Interest in reducing energy consumption and all its resulting consequences is constantly evolving. Among the possible options, heat dissipated from processes represents a great opportunity. Indeed, it is not uncommon for production activities to have the need to dispose of process heat, an operation that, depending on the case, may require the consumption of additional energy and materials. Recovering this heat allows for covering part of the energy needs related to the activity that produces it, as well as ancillary activities such as, for example, office heating or domestic hot water.

Objective

To effectively exploit recovery heat, two conditions are necessary: the presence of a thermal user and the temperature compatibility of the recovered heat with the specific requirements. The PCM thermal battery guarantees high flexibility in the recovery process because it is able to store heat at a well-defined temperature, close to that of the source, to be reused when necessary; the physical principle of phase change, with energy release at a constant temperature, allows maintaining the high useful heat content (exergy) supplied to the user.
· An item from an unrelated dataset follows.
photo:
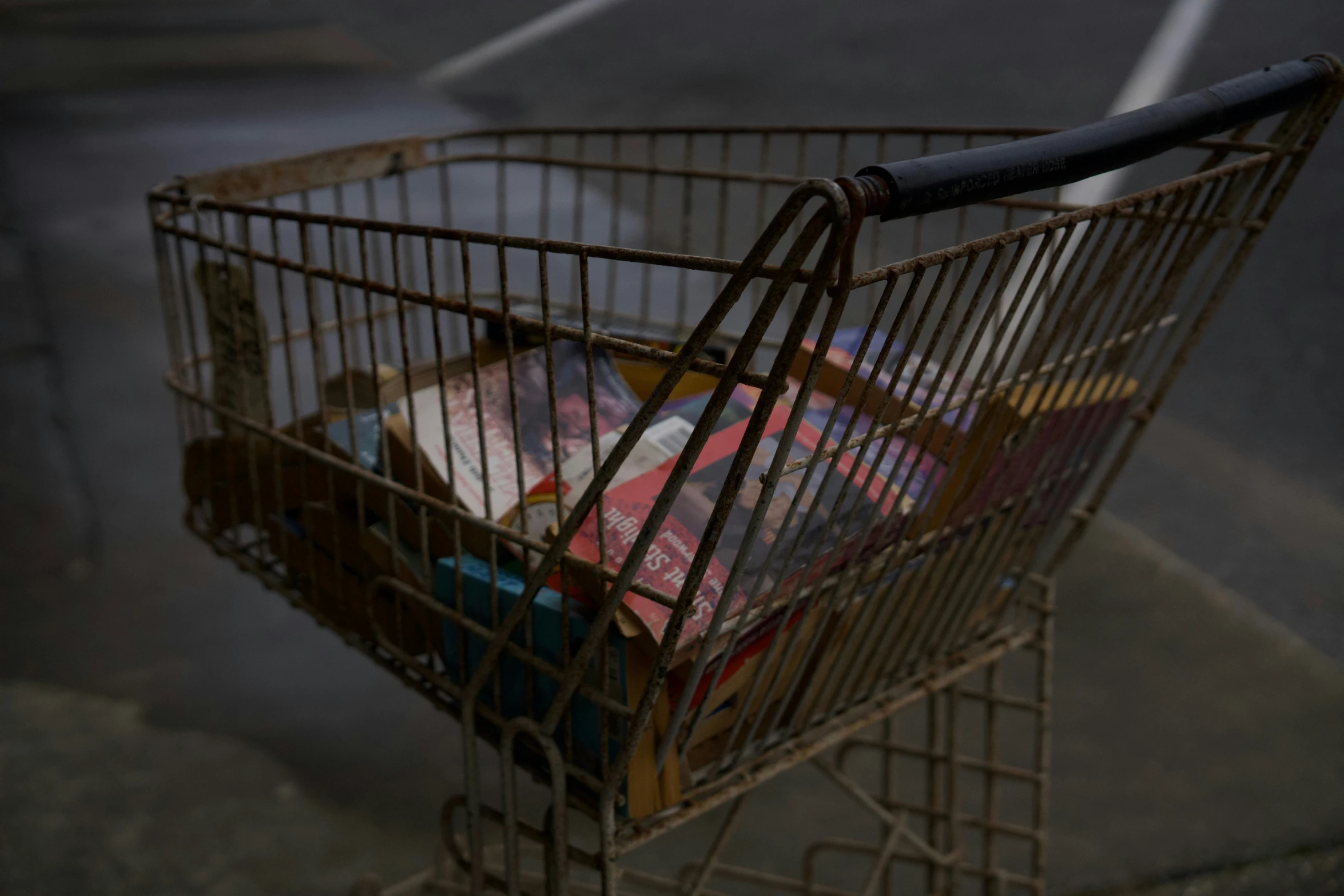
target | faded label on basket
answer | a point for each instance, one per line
(238, 344)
Some examples of the use of recovered heat are: preheating in the process or activity that generates the waste heat, efficient valorization of the recovered heat using a heat pump (also for high temperatures), space heating, domestic hot water, and covering peak thermal demands.

Design

The first step towards implementing a recovery system is the quantification of available heat: it is therefore necessary to evaluate the thermal flows involved and their usage profile in order to determine the amount of energy that can be stored and the times when it needs to be used. Subsequently, the fraction of recoverable heat relative to the total is evaluated, depending on the available thermal level, the process characteristics, and the recovery method.
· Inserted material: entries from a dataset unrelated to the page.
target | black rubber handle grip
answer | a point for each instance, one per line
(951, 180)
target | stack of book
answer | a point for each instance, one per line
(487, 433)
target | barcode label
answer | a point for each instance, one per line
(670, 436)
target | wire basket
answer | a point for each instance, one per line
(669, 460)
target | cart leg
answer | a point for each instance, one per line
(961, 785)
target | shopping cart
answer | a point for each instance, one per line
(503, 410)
At the end of these evaluations, it is possible to proceed with the sizing of the thermal storage battery, the material to be used, and the operating schedule.
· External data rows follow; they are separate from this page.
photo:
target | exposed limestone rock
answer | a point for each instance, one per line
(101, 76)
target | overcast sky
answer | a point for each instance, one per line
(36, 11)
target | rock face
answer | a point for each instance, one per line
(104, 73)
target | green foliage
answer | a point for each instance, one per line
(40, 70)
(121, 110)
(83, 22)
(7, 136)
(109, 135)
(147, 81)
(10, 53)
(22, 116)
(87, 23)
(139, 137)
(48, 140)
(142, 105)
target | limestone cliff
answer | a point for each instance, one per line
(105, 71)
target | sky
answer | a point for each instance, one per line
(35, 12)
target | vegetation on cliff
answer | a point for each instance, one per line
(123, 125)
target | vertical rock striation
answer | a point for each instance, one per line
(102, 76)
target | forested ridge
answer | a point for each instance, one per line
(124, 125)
Proposal and expected results

The case study involves a plant that produces mechanical parts through hot stamping, with air cooling of the pieces at the end of the process.

Following the design phases, it is estimated that the heat available at the end of the entire plant's processing exceeds 2 MWh per day; only a portion of this can actually be recovered. To quantify this value, it is necessary to define how the heat will be recovered and estimate productivity based on the thermodynamic characteristics of the system.

High-temperature objects are stored inside metal bins; therefore, to avoid heavily revising the current production process, the bins are enclosed in an insulated metal box containing air/water heat exchangers. Following experimental tests conducted directly at the plant, thermal recovery proved promising, allowing for the collection of information on the technical specifications to be adopted for the final version.